Early British Hypo helmets offered limited but vital protection once the mask was dipped in chemicals to filter the gas.
Kleenex is one of those brands that is closely associated with what it produces. When needing a tissue, it is common for those familiar with the brand to ask for a Kleenex, even if the tissues at hand are Puffs or a generic store brand. Like Jell-O, the name is nearly synonymous with its product.
Kleenex did not get its start as a facial tissue, however. They weren’t even originally intended to assist people in blowing their noses.
Kleenex’s start dated back to the Great War, in which its parent company, Kimberly-Clark, started it out as a paper filter for gas masks. To date the Great War is the only major conflict in which gas was used.
A desperate move by the Central Powers to end the deadlock of trench warfare, it wasn’t long before both sides were violating international agreements by hurling shells of poison gas at each other.
Various chemicals with frightening effects were unleashed on the soldiers, killing thousands and leaving thousands more with ghastly wounds scarring them as horribly as any shrapnel or bullet wound.
To defend against the gas required specialized equipment. The first gas attacks caught the Entente forces flatfooted, and their early defenses reflected that. Early British Hypo helmets offered limited but vital protection once the mask was dipped in chemicals to filter the gas.
Though the faceplate easily broke, the early mask’s protection offered something until a more durable mask could be developed.
The iconic respirator-based gas masks that most associate with the Great War were introduced shortly before the Battle of the Somme, in April of 1916. These more complex, dependable masks used filters of various kinds to protect the wearer from gas.
Enter the Kleenex. Kimberly-Clark, the parent company of the Kleenex, got its start as a paper company from Wisconsin in 1872. Several of the company’s technicians were in Europe when the Great War broke out. Fleeing back home, the company techs started developing new materials to aid the war effort.
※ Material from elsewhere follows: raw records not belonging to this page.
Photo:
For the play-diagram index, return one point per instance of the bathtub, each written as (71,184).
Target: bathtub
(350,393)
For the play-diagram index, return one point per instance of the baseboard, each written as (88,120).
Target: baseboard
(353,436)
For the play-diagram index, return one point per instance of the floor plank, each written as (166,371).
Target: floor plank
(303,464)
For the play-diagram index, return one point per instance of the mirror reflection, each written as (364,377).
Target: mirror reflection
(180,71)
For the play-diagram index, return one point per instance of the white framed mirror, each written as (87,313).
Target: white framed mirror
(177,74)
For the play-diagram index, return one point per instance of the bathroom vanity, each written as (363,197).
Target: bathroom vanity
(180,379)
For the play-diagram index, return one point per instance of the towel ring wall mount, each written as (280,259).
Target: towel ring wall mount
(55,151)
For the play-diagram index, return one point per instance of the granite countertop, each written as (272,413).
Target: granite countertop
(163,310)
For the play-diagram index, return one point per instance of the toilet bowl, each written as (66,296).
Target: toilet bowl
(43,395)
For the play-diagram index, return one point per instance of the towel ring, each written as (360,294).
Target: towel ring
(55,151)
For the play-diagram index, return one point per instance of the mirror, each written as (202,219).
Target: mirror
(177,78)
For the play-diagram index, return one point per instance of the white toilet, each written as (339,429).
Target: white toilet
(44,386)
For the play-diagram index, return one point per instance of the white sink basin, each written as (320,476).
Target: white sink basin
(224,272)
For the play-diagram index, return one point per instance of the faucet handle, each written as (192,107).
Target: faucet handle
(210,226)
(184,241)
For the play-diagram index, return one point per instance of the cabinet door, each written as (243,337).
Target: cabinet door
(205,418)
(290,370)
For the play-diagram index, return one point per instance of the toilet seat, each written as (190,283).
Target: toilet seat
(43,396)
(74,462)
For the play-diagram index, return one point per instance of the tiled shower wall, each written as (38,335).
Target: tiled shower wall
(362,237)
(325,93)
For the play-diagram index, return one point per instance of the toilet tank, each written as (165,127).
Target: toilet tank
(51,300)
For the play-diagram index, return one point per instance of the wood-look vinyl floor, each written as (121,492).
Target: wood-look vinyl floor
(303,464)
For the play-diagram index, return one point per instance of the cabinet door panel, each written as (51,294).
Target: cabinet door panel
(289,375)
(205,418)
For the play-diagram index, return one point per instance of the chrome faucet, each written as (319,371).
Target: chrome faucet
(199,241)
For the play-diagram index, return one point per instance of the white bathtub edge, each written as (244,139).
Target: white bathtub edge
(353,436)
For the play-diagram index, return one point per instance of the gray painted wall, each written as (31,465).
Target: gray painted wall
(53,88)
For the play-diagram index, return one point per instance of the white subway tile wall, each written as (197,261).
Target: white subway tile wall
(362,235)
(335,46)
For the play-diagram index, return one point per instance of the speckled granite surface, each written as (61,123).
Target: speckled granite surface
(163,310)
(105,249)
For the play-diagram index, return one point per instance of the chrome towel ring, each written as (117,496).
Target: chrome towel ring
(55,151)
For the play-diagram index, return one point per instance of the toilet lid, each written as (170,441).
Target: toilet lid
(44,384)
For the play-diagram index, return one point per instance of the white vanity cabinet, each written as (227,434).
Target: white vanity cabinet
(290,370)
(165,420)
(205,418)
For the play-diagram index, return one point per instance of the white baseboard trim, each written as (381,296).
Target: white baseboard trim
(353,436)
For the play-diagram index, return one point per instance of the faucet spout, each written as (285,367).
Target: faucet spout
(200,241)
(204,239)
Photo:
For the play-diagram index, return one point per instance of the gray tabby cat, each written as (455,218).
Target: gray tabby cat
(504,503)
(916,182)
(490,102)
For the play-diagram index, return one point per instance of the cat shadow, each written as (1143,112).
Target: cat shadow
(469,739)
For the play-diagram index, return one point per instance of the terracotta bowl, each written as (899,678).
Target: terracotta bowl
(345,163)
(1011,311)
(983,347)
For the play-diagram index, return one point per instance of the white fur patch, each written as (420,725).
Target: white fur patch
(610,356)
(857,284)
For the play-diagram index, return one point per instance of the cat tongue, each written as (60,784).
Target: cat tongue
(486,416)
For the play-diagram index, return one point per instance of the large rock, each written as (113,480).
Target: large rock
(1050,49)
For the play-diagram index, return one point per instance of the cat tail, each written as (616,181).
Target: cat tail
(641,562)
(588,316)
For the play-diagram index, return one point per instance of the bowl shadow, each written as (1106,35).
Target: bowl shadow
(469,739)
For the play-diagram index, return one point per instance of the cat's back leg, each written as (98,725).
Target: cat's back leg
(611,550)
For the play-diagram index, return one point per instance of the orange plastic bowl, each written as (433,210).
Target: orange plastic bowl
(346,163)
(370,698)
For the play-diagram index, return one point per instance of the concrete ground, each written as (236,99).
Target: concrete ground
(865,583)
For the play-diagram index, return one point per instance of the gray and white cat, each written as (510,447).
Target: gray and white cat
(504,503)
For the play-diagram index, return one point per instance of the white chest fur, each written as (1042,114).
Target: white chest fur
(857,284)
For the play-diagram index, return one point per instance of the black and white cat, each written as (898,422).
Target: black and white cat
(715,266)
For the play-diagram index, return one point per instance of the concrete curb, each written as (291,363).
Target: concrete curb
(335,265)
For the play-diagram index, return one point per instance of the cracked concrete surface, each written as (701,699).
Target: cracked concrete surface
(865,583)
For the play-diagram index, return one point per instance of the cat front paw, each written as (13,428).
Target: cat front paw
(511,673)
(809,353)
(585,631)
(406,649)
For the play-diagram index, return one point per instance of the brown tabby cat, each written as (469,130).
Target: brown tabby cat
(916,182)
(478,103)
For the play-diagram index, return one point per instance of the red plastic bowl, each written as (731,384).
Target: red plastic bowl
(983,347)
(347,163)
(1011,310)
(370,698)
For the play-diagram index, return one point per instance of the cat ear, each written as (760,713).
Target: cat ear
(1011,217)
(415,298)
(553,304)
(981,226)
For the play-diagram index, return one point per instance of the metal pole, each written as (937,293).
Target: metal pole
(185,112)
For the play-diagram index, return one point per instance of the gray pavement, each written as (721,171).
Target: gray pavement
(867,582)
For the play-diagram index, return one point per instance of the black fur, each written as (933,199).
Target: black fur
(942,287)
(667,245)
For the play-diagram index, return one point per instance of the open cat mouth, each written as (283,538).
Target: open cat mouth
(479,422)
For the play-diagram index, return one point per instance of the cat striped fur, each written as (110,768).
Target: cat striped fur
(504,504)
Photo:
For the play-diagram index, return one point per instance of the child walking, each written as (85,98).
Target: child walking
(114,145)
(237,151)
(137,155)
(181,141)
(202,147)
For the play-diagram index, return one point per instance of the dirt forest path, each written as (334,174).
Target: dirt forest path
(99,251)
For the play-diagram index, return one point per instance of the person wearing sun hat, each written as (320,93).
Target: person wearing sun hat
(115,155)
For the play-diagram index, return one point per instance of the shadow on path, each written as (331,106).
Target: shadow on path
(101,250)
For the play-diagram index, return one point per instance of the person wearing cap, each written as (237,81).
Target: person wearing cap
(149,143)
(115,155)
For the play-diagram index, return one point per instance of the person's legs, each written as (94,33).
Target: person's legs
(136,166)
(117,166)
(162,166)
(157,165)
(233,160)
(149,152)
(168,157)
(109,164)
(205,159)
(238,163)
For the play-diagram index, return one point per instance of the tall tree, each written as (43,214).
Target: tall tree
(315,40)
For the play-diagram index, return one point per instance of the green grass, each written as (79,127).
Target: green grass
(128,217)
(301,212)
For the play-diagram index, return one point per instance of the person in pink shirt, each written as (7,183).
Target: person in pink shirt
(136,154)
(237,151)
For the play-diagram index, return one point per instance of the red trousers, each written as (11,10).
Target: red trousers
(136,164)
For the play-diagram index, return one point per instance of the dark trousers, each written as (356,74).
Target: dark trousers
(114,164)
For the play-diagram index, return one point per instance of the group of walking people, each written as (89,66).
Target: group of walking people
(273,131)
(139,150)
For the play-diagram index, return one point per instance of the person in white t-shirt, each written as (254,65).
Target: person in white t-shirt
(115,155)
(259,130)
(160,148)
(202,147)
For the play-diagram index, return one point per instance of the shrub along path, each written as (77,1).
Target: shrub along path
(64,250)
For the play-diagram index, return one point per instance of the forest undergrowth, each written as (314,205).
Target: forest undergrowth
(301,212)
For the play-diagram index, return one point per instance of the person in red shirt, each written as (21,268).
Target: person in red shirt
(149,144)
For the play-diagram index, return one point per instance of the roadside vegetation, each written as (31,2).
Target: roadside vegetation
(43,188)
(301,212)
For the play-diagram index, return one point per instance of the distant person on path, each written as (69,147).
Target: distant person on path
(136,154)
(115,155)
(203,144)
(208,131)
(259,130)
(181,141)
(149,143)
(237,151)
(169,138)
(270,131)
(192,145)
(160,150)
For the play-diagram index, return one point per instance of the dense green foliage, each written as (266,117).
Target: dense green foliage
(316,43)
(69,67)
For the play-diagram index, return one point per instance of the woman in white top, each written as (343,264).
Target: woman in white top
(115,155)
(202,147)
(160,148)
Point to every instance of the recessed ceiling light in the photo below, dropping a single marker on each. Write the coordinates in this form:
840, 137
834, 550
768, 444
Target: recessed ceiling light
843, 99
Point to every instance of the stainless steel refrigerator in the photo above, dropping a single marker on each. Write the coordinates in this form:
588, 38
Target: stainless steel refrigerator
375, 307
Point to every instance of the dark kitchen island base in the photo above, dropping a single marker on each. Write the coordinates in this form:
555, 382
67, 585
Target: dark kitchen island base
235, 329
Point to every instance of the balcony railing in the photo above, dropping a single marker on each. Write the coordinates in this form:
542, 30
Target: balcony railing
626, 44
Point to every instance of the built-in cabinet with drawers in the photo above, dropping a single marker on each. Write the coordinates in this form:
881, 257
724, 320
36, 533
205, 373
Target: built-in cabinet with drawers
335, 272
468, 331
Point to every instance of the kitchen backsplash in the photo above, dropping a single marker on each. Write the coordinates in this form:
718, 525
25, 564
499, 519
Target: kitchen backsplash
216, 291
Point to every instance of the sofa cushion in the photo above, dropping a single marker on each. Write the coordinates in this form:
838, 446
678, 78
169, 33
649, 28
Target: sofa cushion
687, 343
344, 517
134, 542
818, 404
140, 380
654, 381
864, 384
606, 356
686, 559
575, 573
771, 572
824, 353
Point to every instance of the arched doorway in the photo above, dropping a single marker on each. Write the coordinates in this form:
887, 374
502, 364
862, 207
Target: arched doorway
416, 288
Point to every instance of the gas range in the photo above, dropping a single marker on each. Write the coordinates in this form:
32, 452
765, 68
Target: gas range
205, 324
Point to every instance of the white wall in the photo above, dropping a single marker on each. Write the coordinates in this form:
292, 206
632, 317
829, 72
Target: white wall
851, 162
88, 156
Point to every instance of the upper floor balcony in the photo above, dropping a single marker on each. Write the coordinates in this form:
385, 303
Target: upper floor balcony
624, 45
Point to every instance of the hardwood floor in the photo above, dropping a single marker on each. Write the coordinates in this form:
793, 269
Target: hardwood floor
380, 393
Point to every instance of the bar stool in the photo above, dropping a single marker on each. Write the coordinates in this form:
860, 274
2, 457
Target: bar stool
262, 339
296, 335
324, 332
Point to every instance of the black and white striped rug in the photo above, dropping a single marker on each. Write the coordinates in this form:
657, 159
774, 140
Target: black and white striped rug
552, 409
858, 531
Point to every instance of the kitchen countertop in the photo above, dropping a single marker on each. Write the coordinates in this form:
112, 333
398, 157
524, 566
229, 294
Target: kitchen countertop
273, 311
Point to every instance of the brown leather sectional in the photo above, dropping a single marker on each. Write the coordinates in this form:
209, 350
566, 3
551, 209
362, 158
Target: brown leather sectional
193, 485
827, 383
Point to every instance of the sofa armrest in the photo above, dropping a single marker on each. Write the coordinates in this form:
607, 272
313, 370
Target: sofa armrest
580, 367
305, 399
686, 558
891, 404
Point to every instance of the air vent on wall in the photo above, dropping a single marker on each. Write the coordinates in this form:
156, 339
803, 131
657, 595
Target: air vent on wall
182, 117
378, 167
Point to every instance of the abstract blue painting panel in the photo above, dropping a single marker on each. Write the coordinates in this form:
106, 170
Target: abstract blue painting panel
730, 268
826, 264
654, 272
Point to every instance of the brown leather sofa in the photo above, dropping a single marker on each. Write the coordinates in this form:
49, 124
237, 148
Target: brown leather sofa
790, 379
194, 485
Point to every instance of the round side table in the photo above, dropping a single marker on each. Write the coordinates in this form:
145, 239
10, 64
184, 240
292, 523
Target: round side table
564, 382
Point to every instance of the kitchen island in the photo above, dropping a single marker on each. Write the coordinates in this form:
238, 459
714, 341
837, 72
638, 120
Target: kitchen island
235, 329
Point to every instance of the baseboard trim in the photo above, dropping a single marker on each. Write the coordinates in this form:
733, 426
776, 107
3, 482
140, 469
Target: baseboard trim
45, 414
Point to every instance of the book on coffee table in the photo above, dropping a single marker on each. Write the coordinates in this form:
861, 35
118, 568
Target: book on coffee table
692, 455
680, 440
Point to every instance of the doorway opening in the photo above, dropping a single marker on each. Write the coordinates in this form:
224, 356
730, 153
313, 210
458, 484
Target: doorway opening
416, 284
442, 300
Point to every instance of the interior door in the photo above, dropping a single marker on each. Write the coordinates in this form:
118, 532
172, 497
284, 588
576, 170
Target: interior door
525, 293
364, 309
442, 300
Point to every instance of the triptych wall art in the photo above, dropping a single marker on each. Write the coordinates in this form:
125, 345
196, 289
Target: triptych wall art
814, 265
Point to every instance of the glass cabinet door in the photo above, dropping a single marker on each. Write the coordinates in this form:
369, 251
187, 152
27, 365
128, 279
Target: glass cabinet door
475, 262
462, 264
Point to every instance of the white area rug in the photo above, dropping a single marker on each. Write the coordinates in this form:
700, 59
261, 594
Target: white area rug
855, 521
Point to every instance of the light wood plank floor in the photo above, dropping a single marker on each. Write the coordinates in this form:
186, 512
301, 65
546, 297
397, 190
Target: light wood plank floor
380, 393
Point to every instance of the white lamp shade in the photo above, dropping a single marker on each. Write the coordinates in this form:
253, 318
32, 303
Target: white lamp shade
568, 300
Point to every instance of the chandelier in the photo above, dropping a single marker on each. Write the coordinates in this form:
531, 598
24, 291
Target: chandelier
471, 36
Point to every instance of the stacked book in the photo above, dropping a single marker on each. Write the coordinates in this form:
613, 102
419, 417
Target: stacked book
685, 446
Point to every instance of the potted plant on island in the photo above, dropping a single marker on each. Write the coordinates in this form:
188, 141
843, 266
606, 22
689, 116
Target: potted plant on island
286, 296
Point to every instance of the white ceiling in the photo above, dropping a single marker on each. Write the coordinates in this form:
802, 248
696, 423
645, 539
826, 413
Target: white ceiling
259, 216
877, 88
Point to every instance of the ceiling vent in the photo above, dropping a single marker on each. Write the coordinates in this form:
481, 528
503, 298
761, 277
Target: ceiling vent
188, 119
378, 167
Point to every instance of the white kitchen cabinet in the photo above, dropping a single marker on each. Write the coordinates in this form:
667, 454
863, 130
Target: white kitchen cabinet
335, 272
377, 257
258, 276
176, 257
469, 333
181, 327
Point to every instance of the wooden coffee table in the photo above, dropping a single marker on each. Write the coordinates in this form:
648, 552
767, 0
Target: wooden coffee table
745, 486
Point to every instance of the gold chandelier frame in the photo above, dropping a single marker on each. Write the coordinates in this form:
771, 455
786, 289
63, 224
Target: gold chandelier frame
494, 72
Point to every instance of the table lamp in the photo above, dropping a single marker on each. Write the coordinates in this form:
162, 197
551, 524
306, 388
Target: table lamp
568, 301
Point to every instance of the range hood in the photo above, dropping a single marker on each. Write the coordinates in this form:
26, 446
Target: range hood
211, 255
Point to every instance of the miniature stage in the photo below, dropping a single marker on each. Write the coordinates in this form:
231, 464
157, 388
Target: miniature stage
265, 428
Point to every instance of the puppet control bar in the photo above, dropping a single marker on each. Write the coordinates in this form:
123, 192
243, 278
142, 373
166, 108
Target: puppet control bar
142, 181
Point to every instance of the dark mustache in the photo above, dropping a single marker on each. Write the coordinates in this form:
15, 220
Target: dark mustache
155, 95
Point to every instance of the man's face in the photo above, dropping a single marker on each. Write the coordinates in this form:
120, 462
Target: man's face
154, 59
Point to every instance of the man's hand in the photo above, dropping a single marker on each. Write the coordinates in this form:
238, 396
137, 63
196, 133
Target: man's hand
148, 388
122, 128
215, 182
Their product, based on wood pulp, became known as Cellucotton. More commonly known as cheesecloth UGG, the thin material made, appropriately enough, from wood cellulose, quickly found popularity in various war fields.
Even as early as 1915 cotton was in short supply on both sides, since it was needed for clothing and especially bandages. Products like the early Kleenex provided a much needed and highly effective substitute.
One use for cotton fabric was in the filters of early gas masks. Kleenexes proved to be a suitable replacement in those filters, thus providing a vital need during the war.
Another, less expected use for the Kleenex was discovered during the war as well. The tissues proved, as nurses quickly found out, to be a highly effective form of a menstrual pad. The company started discreetly selling the product under the name Kotex for this purpose.
The pads would continue to sell, and even served women in World War II as they entered the work force en masse.
Fortunately, the Kleenexes were not needed for gas masks in WWII, as one war with such a horrifying weapon proved enough even for the dictators of Europe. The tissues themselves grew popular for blowing people’s noses in the middle of the 1920’s.
Though it was not their original intention, the future creators of Kleenex provided vital war materiel during a critical shortage of more common materials. “Necessity is the mother of invention” may be a cliché, but it is also true.
With material quickly running short, the inventive technicians at Kleenex’s company developed a new type of cloth-like fabric to fill that need. From gas masks to nurses’ hygiene, the tissues served the war effort in a variety of ways.
They would continue to sell even after the war, and, thankfully, they are no longer needed for combating chemical warfare.